Canadian Association for the Study of the Liver
 
 

Hepatitis B in children

 
The risk of chronicity in hepatitis B infections in newborns and early childhood is high
Table 4
EARLY CHILDHOOD HBV INFECTION
RISK OF CHRONICITY
Age at Infection (year)
Proportion who become carriers (%)
<1
70-90
2-3
40-70
4-6
10-40
>7
6-10

 

In addition, most infants and young children infected with hepatitis B have normal aminotransferases and are not candidates for therapy (8,43)

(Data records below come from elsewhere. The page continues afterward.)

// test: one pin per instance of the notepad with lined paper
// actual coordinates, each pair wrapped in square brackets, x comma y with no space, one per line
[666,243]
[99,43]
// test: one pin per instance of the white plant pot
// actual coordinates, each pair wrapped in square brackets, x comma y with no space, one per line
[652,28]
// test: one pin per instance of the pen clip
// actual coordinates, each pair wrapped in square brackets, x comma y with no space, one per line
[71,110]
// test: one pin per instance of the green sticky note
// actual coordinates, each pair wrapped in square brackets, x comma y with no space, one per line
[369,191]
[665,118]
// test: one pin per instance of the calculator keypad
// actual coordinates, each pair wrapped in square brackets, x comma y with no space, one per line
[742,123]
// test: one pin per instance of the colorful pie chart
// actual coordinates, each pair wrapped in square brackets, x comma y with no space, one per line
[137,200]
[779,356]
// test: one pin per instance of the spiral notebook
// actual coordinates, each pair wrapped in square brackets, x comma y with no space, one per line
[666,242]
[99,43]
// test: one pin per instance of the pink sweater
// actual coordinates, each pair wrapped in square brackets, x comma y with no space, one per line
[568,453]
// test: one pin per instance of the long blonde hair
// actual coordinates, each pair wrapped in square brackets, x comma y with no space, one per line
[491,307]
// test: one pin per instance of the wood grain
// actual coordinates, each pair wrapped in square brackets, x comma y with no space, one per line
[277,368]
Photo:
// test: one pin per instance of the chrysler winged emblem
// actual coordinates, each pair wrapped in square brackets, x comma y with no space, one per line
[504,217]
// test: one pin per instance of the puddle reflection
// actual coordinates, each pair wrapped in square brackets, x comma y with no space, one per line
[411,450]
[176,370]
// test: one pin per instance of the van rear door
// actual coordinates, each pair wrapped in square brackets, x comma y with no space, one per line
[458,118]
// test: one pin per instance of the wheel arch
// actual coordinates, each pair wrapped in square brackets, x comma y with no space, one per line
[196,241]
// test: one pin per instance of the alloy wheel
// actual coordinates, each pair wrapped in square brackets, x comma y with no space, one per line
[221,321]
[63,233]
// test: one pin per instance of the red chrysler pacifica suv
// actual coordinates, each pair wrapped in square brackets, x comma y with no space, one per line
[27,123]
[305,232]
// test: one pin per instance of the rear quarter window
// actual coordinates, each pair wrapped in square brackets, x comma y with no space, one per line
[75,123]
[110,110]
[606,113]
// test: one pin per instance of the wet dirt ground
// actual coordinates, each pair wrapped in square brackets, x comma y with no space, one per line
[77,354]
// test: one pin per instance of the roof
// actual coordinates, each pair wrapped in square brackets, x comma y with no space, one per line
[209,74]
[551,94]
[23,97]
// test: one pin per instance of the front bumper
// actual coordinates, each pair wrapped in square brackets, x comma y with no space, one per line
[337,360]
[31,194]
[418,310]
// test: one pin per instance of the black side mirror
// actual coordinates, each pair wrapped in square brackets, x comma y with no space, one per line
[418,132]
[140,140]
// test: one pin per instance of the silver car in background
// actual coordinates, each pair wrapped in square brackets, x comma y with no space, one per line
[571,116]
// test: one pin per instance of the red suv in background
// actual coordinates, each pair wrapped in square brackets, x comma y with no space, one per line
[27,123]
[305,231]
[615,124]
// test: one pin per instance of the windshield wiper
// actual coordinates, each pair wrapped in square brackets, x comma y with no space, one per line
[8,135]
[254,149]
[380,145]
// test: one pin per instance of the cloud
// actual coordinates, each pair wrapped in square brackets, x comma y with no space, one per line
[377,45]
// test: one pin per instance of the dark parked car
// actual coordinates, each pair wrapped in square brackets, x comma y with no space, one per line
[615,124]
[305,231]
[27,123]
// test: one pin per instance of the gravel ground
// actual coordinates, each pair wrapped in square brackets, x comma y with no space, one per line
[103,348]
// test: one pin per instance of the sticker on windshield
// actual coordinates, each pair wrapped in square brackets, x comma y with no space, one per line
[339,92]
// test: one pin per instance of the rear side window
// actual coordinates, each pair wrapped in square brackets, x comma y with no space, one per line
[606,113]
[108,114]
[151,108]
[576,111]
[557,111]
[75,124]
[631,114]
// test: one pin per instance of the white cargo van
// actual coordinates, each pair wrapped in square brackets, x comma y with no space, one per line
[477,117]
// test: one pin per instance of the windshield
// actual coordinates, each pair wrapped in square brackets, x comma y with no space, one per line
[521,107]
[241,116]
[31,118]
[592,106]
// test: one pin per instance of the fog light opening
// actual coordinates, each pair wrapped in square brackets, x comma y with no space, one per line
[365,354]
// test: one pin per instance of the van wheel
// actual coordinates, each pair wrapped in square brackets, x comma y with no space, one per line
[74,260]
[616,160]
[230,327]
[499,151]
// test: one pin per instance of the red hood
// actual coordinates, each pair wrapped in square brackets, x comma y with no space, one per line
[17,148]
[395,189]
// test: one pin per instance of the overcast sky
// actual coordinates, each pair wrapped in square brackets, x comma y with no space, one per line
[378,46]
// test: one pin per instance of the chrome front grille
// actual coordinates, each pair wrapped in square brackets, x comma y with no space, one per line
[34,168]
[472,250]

Children who are first infected at ages over 7 years of age have a low risk of developing chronic disease. The prognosis of hepatitis B in children is generally good, cirrhosis and hepatocellular carcinoma are only rarely seen in the childhood years. Spontaneous seroconversion from HBeAg to anti-HBe antibody occurs in between 6-12% of infected children per year. In randomized controlled trials treatment with alpha-interferon in children resulted in 35% clearance of HBV DNA and HBeAg (11% in controls) and 7% clearance of HBsAg (1% in controls) (44). Optimal treatment is between 3-6 Mu/m2 of interferon TIW for 6 months. The indications for treatment are similar to those in adults. There is no information on the use of lamivudine in children. Normally treatment should not begin before two years of age, because of the side effects of alpha-interferon. In older children the side effects of interferon appear to be well-tolerated. Weight loss can be offset by dietary interventions.